Mikrolet 44 jurusan Kampung Melayu-Tanah Abang, yang biasa diandalkan warga melintasi jalan utama itu, ikut mogok.
Wenda (28), bersama anaknya yang berusia lima tahun, harus menunggu 1 jam lebih sampai akhirnya diangkut.
Itu pun bukan dengan angkutan umum, tetapi mobil satuan polisi pamong praja yang sore hari dikerahkan untuk mengangkut penumpang telantar di Casablanca.
”Kenapa penumpang yang jadi korban?” ujarnya.
Bersiasat
Reni (25), karyawati di kawasan Mega Kuningan, Jakarta Selatan, mengatakan, sejak pagi penumpang dibiarkan telantar.
Saat tiba di Stasiun Tebet dalam perjalanan menuju kantornya, Selasa pagi, calon penumpang hanya dilayani ojek pangkalan dan ojek berbasis aplikasi.
Reni memilih memakai ojek beraplikasi meski tak seperti biasa tukang ojek itu tak mengenakan jaket dan helm dengan logo aplikasi tempatnya bergabung.
Hendrajaya (40), pengemudi ojek aplikasi itu, mengaku, sejak pagi ia dan teman-temannya sesama pengemudi ojek berbasis aplikasi sudah berbagi informasi agar tak mengenakan atribut logo aplikasi.
Siasat itu dilakukan untuk menghindari amuk pengunjuk rasa.
Pengemudi mobil sewa berbasis aplikasi juga menerapkan siasat tertentu saat beroperasi, kemarin.
Pamuji, sopir mobil Uber, meminta penumpang duduk di samping sopir agar tak dikira penumpang.
”Taksi ini menggunakan mobil pribadi.

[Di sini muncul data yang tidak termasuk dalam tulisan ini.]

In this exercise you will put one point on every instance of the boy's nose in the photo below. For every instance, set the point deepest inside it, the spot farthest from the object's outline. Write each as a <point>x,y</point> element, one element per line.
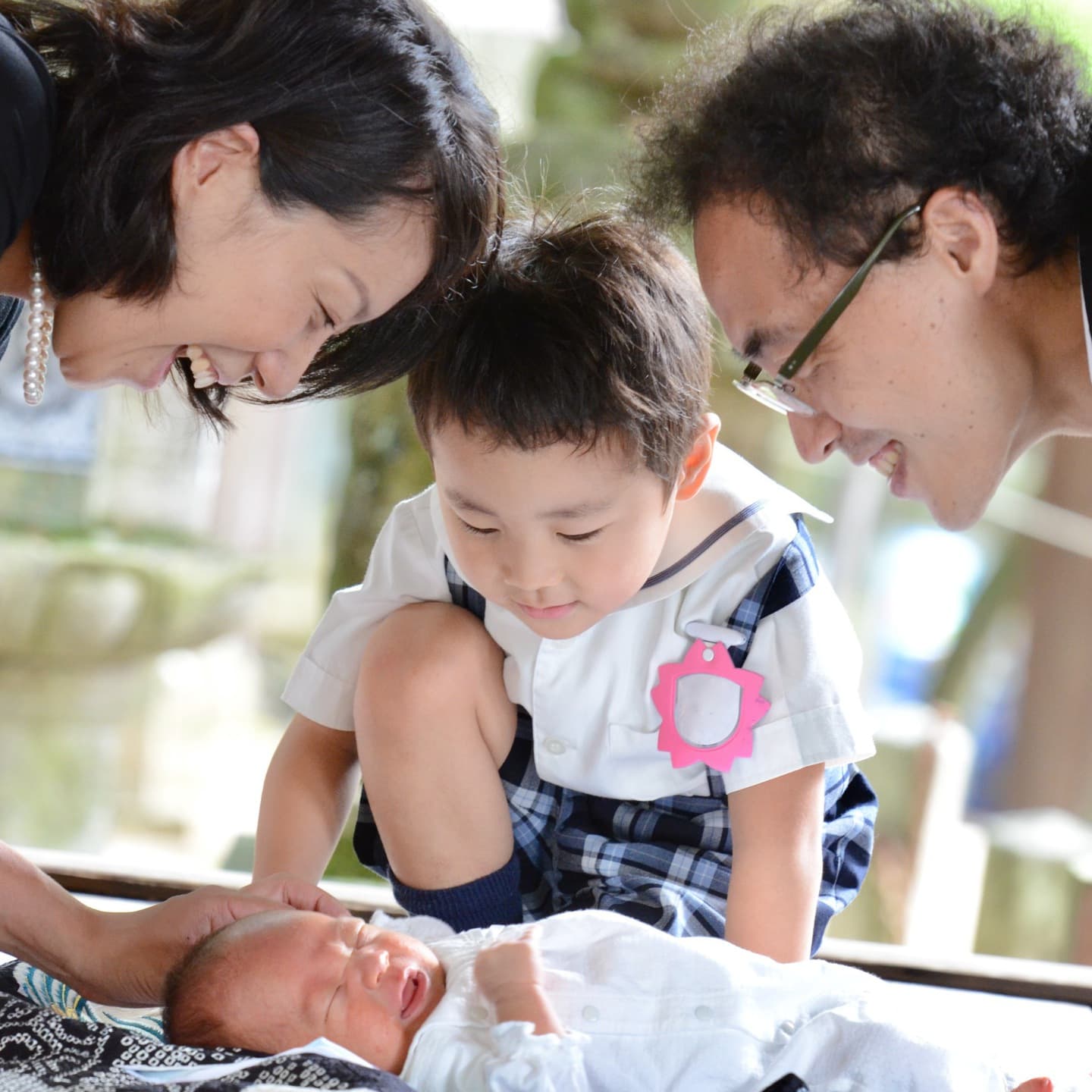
<point>530,573</point>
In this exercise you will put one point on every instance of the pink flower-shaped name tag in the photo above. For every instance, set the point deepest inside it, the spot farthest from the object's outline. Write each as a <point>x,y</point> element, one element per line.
<point>709,708</point>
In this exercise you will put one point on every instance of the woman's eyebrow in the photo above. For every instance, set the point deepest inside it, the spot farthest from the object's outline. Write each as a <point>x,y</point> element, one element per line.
<point>362,314</point>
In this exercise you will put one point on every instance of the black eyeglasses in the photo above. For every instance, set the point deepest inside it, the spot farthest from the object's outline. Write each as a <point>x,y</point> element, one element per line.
<point>776,391</point>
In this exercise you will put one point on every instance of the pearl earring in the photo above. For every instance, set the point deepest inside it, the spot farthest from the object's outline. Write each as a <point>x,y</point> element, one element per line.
<point>39,339</point>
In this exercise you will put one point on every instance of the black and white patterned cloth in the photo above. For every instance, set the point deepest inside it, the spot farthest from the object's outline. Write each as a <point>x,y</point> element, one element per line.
<point>41,1051</point>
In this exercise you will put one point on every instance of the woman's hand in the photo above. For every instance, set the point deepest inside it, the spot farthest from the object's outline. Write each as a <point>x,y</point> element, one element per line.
<point>124,958</point>
<point>511,977</point>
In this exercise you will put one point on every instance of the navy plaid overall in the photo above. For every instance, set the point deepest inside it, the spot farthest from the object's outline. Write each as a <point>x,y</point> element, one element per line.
<point>663,861</point>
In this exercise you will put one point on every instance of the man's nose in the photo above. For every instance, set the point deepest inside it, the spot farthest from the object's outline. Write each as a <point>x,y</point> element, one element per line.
<point>816,437</point>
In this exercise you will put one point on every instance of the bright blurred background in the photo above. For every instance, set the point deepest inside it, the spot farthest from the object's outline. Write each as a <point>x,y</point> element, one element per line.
<point>158,582</point>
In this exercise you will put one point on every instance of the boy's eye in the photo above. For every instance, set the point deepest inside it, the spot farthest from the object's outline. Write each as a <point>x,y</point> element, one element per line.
<point>478,531</point>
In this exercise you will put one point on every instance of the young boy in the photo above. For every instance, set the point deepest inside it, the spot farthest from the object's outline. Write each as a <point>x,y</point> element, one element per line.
<point>585,513</point>
<point>591,1003</point>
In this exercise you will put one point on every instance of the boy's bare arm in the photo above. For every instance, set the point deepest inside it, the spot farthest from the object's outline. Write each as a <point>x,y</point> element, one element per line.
<point>309,789</point>
<point>777,864</point>
<point>510,975</point>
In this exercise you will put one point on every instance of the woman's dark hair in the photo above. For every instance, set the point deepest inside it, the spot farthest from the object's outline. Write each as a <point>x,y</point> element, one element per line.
<point>355,102</point>
<point>836,121</point>
<point>577,332</point>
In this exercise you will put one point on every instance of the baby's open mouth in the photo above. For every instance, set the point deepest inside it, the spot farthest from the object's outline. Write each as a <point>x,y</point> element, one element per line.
<point>414,987</point>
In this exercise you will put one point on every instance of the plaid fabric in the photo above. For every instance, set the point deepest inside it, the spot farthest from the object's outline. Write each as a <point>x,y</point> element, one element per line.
<point>663,861</point>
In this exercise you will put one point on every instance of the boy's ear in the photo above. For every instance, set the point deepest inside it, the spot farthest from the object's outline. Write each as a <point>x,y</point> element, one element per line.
<point>697,463</point>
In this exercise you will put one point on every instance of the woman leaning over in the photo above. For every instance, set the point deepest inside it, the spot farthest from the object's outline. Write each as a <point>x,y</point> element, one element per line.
<point>212,190</point>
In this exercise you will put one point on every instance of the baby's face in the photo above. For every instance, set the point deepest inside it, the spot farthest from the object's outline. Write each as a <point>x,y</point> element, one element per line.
<point>302,975</point>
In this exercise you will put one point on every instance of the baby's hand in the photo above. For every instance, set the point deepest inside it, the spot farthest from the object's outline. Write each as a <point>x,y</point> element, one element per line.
<point>511,969</point>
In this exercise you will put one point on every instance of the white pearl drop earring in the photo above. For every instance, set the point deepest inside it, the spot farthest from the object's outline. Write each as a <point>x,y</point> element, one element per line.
<point>39,337</point>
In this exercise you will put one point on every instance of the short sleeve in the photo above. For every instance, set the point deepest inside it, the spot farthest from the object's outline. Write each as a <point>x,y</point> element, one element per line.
<point>27,130</point>
<point>809,659</point>
<point>406,567</point>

Namun, mudah teridentifikasi jika penumpang duduk di belakang sopir, dan di kaca depan terpasang pemegang telepon seluler,” tuturnya.
Taksi Uber dan angkutan berbasis aplikasi dalam jaringan lainnya memang menjadi sasaran protes awak taksi konvensional dan angkutan umum lain, Selasa.
Derita akibat unjuk rasa besar-besaran ini juga dirasakan penumpang yang baru mendarat di Bandara Halim Perdanakusuma.